Note that when this is called, information is generated and output to stdout at a level set earlier in the discussion pertaining to the `logging` module.

Since we are considering 10 temperatures, and have imposed a time limit of 30 s for all simulations at a given temperature, we expect that the whole task should take about 300s = 5min to perform. 

In [12]:
# Remove the old directory 'fixedprecision', if it exists, before running the task:
# the task will not run if the directory already exists; it will not be overwritten.

if os.path.exists('fixedtimesweep'):
    shutil.rmtree('fixedtimesweep')

# Run the task
    
sweep.run()


Beginning measurement sweep task...


Beginning measurement for control parameter value 8000...

Setting up directory 'fixedtimesweep/param_8000' for control parameter value 8000...
Running measurement for control parameter 8000...

Beginning measurement task...


Beginning simulations...


On simulation 1 of max. 20...

Setting up directory 'fixedtimesweep/param_8000/sim_1' for simulation...
Running simulation in 'fixedtimesweep/param_8000/sim_1'...
Simulation complete

Extracting data for observable 'energy'...
Extraction complete
Analysing time series for observable 'energy'...
Bypassing equilibration test: equilibration assumed from outset
System is deemed equilibrated
  equilibration time = 0
Deducing blocks to use for block averaging...
Results of post-equilibration time series analysis for observable 'energy':
  number of data points = 1200
  statistical inefficiency = 248.252656236
  correlation time = 124.125656756
  calculated block size = 1242
Calculating block averages...


### Analysing the output

During the task the simulations are performed in subdirectories of the directory `fixedtimesweep` earmarked as the workspace for the task.
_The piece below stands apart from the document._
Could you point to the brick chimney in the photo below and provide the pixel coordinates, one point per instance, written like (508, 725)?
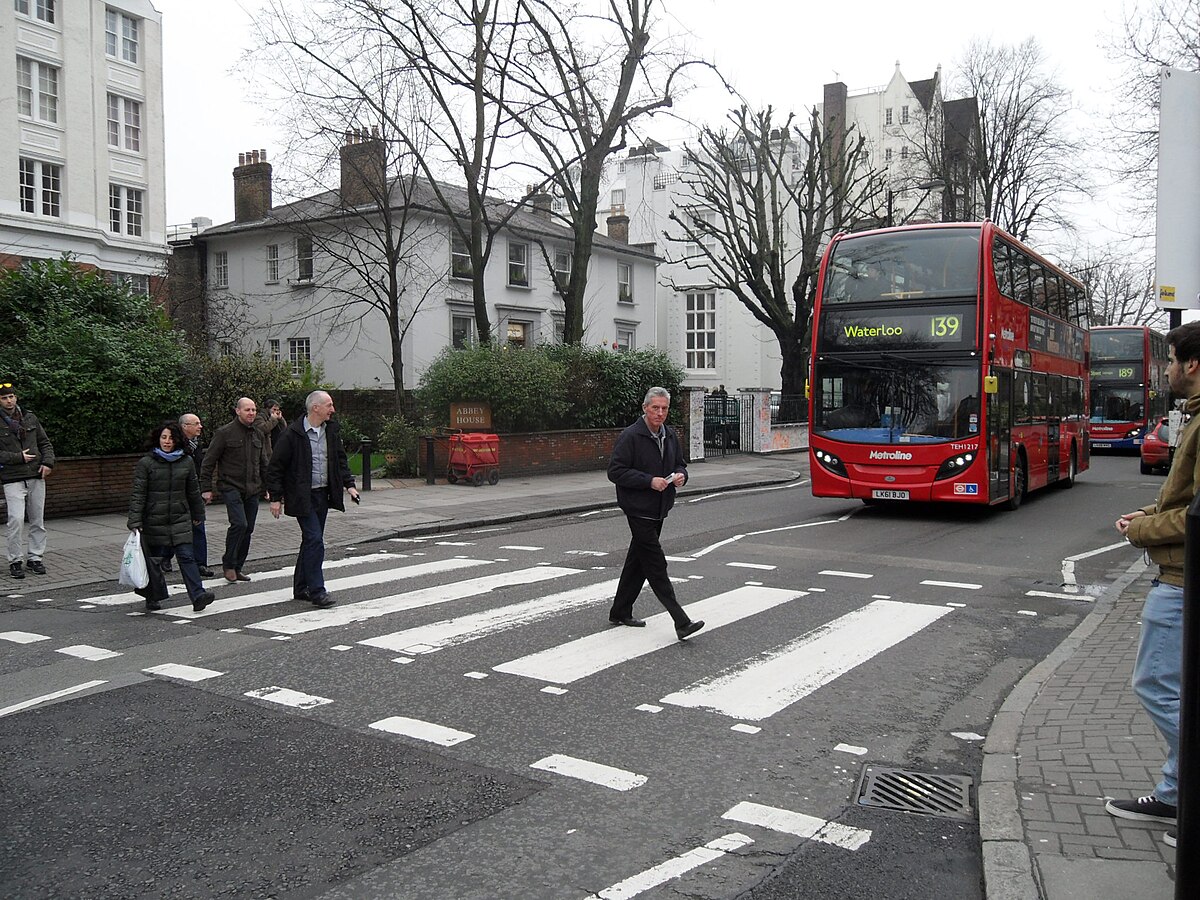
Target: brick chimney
(251, 186)
(618, 228)
(364, 167)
The simulations corresponding to control parameter (i.e. temperature) 8000 were performed in the subdirectory `param_8000`, the simulations corresponding to control parameter 9000 were performed in subdirectory `param_9000`, etc. There were 10 control parameters considered, and hence there are 10 such `param_` subdirectories. Moreover there are two files, `energy_sweep.dat` and `nmol_0_sweep.dat`. These contain plots of the observables and their uncertainties obtained at each control parameter vs. control parameter: the first column in each file corresponds to the control parameter, the second to the mean value of the observable, and the third to the uncertainty. As with Example 1, the post-equilibration data from the multiple simulations performed at each control parameter are pooled in order to come up with the final mean and uncertainty. 

Note that some of the uncertainties have value `nan`. This signifies that not enough post-equilibration data was gathered given the constraints (i.e. the finite time limit of 30s we imposed to examine each temperature) for an uncertainty to be calculated. Similar would apply to mean values if that were the case.